O’Brien’s cross, which might have got the slightest of touches by Gregory, just missed Steve Morison’s swipe at the back post.
Nine minutes into the second half Millwall deservedly went in front.
Morison did well to hold off a Hull challenger and fed the Republic of Ireland international, who set his sights before rifling a left-footer past Marshall from about 20 yards.
The celebration saw the Lions players make a joke about their injury list – lifting O’Brien off the floor and beckoning as if a stretcher was needed.
He had been a doubt with a cracked knee. Gregory and Morison, also touch and go with a stomach tear and hamstring niggle, are not at 100 per cent. Millwall lack the luxury of being able to rest up key men.

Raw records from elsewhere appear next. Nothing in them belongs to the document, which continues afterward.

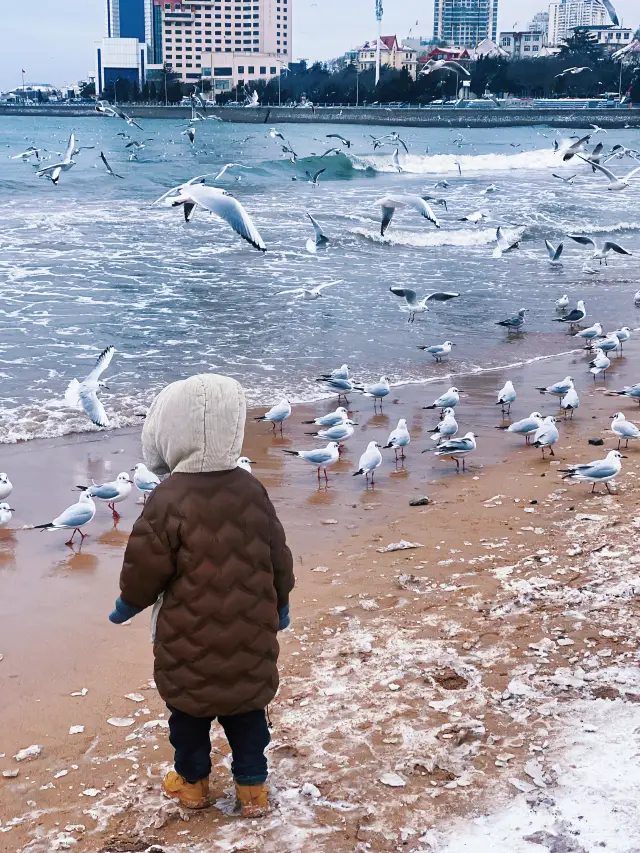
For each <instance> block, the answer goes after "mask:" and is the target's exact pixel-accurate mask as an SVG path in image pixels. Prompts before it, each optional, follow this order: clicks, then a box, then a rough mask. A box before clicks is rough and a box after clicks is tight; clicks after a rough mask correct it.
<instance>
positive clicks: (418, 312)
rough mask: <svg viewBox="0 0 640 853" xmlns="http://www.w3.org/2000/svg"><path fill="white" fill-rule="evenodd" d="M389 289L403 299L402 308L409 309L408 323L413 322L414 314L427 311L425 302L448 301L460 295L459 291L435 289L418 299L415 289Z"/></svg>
mask: <svg viewBox="0 0 640 853" xmlns="http://www.w3.org/2000/svg"><path fill="white" fill-rule="evenodd" d="M389 290H390V291H391V293H393V295H394V296H399V297H400V298H401V299H404V300H405V302H406V305H407V308H405V309H404V310H405V311H406V310H408V311H409V319H408V321H407V322H408V323H413V322H414V320H415V318H416V314H424V313H425V311H428V308H427V302H448V301H449V300H450V299H457V298H458V297H459V296H460V294H459V293H448V292H446V291H436V292H435V293H430V294H429V295H428V296H424V297H423V298H422V299H418V294H417V293H416V292H415V290H411V289H409V288H407V287H390V288H389Z"/></svg>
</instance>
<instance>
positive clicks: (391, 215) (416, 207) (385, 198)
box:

O’Brien can be a frustrating figure. It was only his second goal this season and first since the opening day. For a player of his talent, he should be producing more of an impact in the final third on a regular basis.
Shaun Hutchinson had his head in his hands after heading a Wallace cross wide. Home supporters were doing the same when their side conceded their 35th goal in 21 league matches.
Millwall’s least effective spell came after that as they needed to try and find a fifth goal of the afternoon.
Ryan Leonard rolled an unconvincing effort wide from a Gregory lay-off as the Lions could only finish with a whimper.
The draw was enough to lift Millwall out of the bottom three but that didn’t make the final outcome any easier to swallow when you considered their superiority.